The results of the comparison are summarized in Figure 1, and the results of the full distribution of combination selection can be found in the Supporting information. Each bar in the Figure 1 represents the proportion of simulated trials that each method selected a target combination as the ODC. Overall, the proposed method is performing quite well in comparison to that of Yuan and Yin [19]. In scenario 1, the proposed method improves the recommendation percentage of Yuan and Yin by approximately 13% (55.9 vs. 42.8%). A similar improvement can be observed in scenario 2 (56.1 vs. 44.5%). In scenario 3, the target dose is located at the highest combination (e.g., d6) and is selected by the proposed design in 87.3% of simulated trials, which is approximately 20% higher than the selection percentage of Yuan and Yin (67.1%). Scenario 4 provides a case in which the Yuan and Yin method slightly outperforms the proposed method by a few percentage points (46.2% vs. 42.8%). As was mentioned earlier, in scenario 5, there are two target dose combinations, each with true (toxicity, efficacy) rates of (0.20, 0.40), representing an equivalence contour. We want to assess how often each method selects either of these two combinations. Yuan and Yin selects combination d3 at the conclusion of 29.8% of simulated trials, and d5 at the end of 41.8% of trials, for a total of 71.6%. Our design selects d3 in 41.9% of trials, and d5 in 45.4% of trials, for a total of 87.3%. In scenario 6, there is only one acceptable combination (d1), with regard to safety. The Yuan and Yin method selected d1 as the ODC in 23.9% of trials and stopped for safety in 71.9% of trials. This is a high stopping percentage for a true scenario that does in fact contain a target dose combination. By contrast, the proposed design stops for safety in only 0.6% of simulated trials, while selecting d1 as the ODC 55.3% of the time. The final three scenarios demonstrate similar performance in terms of improvement of our method over that of Yuan and Yin, with the proposed approach selecting target combinations as the ODC in approximately 20%, 17%, and 8% more trials than Yuan and Yin in scenarios 7–9, respectively. Overall, the strong showing of our method against published work in the area in extensive simulation studies makes us feel confident in recommending it as a viable alternative in phase I/II combination studies.
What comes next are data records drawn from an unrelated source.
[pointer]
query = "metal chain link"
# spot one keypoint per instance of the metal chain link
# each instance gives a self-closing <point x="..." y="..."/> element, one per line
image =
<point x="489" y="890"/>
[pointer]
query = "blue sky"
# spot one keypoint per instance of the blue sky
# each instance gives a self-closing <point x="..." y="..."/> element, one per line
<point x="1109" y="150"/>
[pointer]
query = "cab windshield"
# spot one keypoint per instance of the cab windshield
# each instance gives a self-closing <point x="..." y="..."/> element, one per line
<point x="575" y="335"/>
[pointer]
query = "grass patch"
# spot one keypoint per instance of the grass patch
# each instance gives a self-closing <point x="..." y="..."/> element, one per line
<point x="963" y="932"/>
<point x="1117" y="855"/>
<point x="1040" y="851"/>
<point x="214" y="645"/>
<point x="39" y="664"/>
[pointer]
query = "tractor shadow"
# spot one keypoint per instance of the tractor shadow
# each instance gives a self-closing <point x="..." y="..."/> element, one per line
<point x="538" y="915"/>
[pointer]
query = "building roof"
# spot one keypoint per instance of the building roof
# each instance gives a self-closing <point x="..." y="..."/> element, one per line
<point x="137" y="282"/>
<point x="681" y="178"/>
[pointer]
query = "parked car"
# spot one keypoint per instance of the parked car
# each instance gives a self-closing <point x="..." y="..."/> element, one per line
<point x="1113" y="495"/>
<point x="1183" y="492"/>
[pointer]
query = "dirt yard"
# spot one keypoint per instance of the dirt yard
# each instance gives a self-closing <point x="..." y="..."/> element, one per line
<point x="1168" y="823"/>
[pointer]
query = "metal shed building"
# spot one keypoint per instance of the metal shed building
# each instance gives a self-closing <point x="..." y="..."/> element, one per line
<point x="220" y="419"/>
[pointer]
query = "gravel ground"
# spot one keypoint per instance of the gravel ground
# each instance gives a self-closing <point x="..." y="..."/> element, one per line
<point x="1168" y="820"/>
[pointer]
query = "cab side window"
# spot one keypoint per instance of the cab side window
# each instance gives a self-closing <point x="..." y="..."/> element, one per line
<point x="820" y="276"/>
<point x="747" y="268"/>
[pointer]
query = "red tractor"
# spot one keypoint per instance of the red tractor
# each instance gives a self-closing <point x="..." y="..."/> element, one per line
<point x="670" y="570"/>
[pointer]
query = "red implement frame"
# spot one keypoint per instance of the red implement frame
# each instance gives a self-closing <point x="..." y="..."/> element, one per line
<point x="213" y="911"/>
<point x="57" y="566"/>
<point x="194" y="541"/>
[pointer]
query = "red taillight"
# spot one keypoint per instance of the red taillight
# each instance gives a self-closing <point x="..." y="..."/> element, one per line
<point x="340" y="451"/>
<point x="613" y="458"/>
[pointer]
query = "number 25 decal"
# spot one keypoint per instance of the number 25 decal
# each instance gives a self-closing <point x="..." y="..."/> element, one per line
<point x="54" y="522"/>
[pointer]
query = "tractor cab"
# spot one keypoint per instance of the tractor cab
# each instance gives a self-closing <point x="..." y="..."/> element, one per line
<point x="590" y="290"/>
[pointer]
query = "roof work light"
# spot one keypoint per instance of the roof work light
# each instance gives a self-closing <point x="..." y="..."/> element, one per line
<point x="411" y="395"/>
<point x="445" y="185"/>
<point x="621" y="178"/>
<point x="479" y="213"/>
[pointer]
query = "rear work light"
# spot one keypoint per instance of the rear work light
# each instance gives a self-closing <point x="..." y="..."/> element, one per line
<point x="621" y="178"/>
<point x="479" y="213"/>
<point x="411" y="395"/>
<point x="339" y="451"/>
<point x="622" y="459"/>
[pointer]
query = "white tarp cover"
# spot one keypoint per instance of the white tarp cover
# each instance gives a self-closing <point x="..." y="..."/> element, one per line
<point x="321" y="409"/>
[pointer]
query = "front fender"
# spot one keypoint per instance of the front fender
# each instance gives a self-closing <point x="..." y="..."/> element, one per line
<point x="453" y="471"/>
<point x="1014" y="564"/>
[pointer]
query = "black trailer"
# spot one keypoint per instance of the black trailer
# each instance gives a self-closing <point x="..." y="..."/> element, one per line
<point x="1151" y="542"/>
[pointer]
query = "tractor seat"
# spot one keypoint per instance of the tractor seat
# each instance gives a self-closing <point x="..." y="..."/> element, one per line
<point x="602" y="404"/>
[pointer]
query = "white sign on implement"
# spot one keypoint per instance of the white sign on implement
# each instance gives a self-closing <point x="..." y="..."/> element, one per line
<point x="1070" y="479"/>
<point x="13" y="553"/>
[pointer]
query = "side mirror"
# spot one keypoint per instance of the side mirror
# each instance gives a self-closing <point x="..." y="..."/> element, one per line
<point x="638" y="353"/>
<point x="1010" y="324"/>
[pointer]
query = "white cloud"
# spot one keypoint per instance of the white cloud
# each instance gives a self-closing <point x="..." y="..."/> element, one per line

5. Conclusions and directions for future research
In this article, we have outlined a new phase I/II design for multi-drug combinations that accounts for both toxicity and efficacy. The simulation results demonstrated the method’s ability to effectively recommend target combinations, defined by acceptable toxicity and high efficacy, in a high percentage of trials with manageable sample sizes. The assumption made with regard to efficacy is that it increases with dose as one agent is being held fixed, which we feel is appropriate for chemotherapeutic agents. There certainly exist situations where this assumption would need to be relaxed, but we have not addressed them here. We feel that monotonicity across rows and up columns of the drug combination matrix in terms of efficacy represents the most common cases encountered in oncology dose-finding trials. The proposed design is most appropriate when both toxicity and efficacy outcomes can be observed in a reasonably similar time frame. In some practical situations, this may not be possible because of the fact that efficacy may occur much later than toxicity. This would create a situation where we would be estimating DLT probabilities on the basis of more patient observations than efficacy probabilities. As we are ignoring their association in modeling these responses, we can fit the likelihood for each response on the basis of different amounts of data, and simply utilize the efficacy data that we have available, even though it may be less than that of the toxicity data. This idea requires further study, and we are exploring modifications to the proposed methodology to handle such practical issues. Along these same lines, incorporating time-to-event outcomes may be an effective extension of the method as a means of handling delayed response.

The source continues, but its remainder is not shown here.